The field of optical microscopy is broad, encompassing many types of optical and other devices which rely upon magnification to image or examine or extract information regarding specimens that are smaller than are normally visible with the un-aided human eye. In particular we are concerned with computer-assisted microscopes, wherein a computer is attached to the microscope to provide a display of the image data being produced by the microscope and a user interface to control the various capabilities of the microscope. In addition to optical microscopes, such devices as electron microscopes or confocal microscopes also have computers for image acquisition, display, management and user interface functions. In more particular we are concerned with optical microscopes used in laser processing systems, where the microscope is used to align and plan the laser beam path with respect to the specimen and optionally inspect the results of laser processing. Exemplary laser processing systems that use optical microscopes in this fashion include laser ablation inductively coupled plasma mass spectroscopy (LA ICP-MS), laser ablation inductively coupled plasma emission spectroscopy (ICP-OES/ICP-AES) and matrix assisted laser desorption ionization time of flight (MALDI-TOF) spectroscopy.

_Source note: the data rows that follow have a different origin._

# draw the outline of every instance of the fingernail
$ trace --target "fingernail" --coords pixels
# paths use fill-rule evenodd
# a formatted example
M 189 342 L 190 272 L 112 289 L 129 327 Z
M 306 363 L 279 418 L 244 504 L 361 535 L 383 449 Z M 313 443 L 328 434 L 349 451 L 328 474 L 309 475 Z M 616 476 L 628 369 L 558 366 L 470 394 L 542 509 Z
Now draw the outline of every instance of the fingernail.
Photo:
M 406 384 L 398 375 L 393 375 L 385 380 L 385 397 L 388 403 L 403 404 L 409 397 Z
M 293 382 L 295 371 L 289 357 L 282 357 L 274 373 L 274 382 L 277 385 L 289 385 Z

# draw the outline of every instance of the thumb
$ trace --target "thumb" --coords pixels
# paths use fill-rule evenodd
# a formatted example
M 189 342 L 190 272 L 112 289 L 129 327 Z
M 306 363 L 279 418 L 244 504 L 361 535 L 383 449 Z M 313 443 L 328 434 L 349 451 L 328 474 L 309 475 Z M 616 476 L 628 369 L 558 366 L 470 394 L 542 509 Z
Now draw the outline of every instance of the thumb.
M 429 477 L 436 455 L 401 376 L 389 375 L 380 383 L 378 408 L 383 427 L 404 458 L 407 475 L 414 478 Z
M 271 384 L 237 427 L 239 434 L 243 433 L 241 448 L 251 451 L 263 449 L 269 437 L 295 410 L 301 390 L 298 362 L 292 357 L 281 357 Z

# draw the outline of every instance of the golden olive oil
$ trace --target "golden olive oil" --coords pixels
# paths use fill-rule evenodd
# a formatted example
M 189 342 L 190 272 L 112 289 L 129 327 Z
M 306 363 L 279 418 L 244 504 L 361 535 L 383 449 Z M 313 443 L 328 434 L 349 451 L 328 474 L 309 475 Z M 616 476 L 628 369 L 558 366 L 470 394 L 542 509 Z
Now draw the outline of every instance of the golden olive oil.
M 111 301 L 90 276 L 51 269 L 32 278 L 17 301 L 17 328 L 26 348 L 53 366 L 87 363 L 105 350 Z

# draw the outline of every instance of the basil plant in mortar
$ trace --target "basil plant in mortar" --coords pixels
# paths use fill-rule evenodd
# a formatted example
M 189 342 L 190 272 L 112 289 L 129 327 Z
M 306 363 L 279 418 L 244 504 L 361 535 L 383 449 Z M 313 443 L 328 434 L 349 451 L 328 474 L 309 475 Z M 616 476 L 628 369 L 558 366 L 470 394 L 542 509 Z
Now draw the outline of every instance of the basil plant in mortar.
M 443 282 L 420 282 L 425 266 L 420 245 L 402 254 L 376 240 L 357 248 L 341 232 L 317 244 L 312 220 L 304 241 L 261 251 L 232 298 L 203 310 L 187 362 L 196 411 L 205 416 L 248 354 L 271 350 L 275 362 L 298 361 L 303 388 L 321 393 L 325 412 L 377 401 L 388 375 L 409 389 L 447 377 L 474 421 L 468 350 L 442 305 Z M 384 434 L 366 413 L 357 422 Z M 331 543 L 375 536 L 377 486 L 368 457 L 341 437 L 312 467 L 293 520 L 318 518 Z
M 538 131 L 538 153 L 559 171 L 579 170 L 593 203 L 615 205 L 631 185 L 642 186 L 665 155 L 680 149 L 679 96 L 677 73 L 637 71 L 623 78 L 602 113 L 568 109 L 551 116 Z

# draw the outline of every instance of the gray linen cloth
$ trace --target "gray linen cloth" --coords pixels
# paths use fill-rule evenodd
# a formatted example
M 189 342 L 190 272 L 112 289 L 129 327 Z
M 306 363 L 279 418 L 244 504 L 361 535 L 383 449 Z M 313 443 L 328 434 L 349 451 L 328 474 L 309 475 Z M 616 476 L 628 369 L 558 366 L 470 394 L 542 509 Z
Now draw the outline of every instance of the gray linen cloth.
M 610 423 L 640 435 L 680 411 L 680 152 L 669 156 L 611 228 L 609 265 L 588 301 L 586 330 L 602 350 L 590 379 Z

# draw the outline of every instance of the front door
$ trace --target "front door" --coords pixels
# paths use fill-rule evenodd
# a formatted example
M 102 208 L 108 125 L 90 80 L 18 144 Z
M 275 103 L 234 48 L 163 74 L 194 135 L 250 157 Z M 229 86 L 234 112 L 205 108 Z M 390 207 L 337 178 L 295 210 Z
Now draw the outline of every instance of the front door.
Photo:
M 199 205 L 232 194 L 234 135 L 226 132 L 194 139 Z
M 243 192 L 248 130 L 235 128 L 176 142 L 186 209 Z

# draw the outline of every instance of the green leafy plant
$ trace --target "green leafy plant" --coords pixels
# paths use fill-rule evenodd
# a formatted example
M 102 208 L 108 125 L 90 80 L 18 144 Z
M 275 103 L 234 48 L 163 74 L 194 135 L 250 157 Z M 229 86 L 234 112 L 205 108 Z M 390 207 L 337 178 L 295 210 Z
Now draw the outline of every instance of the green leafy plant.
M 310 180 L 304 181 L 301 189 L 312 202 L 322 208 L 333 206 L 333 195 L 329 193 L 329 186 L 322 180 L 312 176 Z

A problem that computer assisted microscopy systems have in common is that the user needs to select the point on the specimen at which the laser impinges. This is to control the composition and quality of the sample of the specimen created by the laser. Often the specimen is sealed in a sample chamber with limited access. This means that the field of view must often be moved around relative to the specimen under examination using remote controls. Added to this is the 3-dimensional nature of some specimens and the limited depth of field of typical microscope systems at high magnifications which combine to require that the field of view be moved in three dimensions including possibly three degrees of rotation in order to image a specimen as desired. A problem is that the controls to change the field of view in this fashion may be divided between two or more motion elements and coordinating these motions to provide a desired transition of the relationship between field of view and specimen can be a difficult task. In any case, altering the relation between the laser beam and the specimen is a common task in these types of systems. Any improvement in user interface that decreased setup time and made positioning specimens easier and faster would be of positive benefit.
U.S. Pat. No. 5,859,700 HIGH RESOLUTION IMAGING MICROSCOPE (HIRIM) AND USES THEREOF, inventor Mary M. Yang, Jan. 12, 1999, describes a type of digital imaging microscope, specifically a digital imaging spectrophotometer and the computer interfaced to this microscope in detail. Described in particular is the ability of the computer to acquire large volumes of spectroscopic data and make it available for display. U.S. Pat. No. 6,991,374, COMPUTER CONTROLLED MICROSCOPE, inventors Nicholas James Salmon and Ernst Hans Karl Stelzer, Jun. 31, 2006, describes a computer controlled optical microscope that can remember the parameter settings from on set of image data and apply it to related image data sets as they are recorded by the system. U.S. Pat. No. 7,647,085, METHOD AND APPARATUS FOR INVESTIGATING TISSUE HISTOLOGY, inventors Michael Roger Cane, Michael Andrew Beadman and Symon D'Oyly Cotton, Jun. 12, 2010, describes a computer-assisted optical microscope with a touch screen interface, but the touch screen is only used to commence operational or programming steps.
Touch screen technology is well-known and widely commercially available. It involves adding equipment to a display to allow the user to input commands to the system by touching a display screen. Touch screen displays typically work either by detecting changes in capacitance caused by the user's touch or by detecting changes in infrared transmission across the screen. In response to a user's touch, the screen transmits the coordinates of the point on the screen touched to a controller. The controller typically interprets the coordinates of the screen touch as being from a pointing device such as a mouse or trackball and takes appropriate actions depending upon how it has been programmed.
What is needed then is a touch screen user interface for computer-assisted microscopy systems that is operatively connected to motion stages to permit the user to input commands to the motion stages to alter the field of view of the system and improve system setup, increase throughput and overcome the problems associated with achieving desired changes in the relationship between the specimen and the laser beam.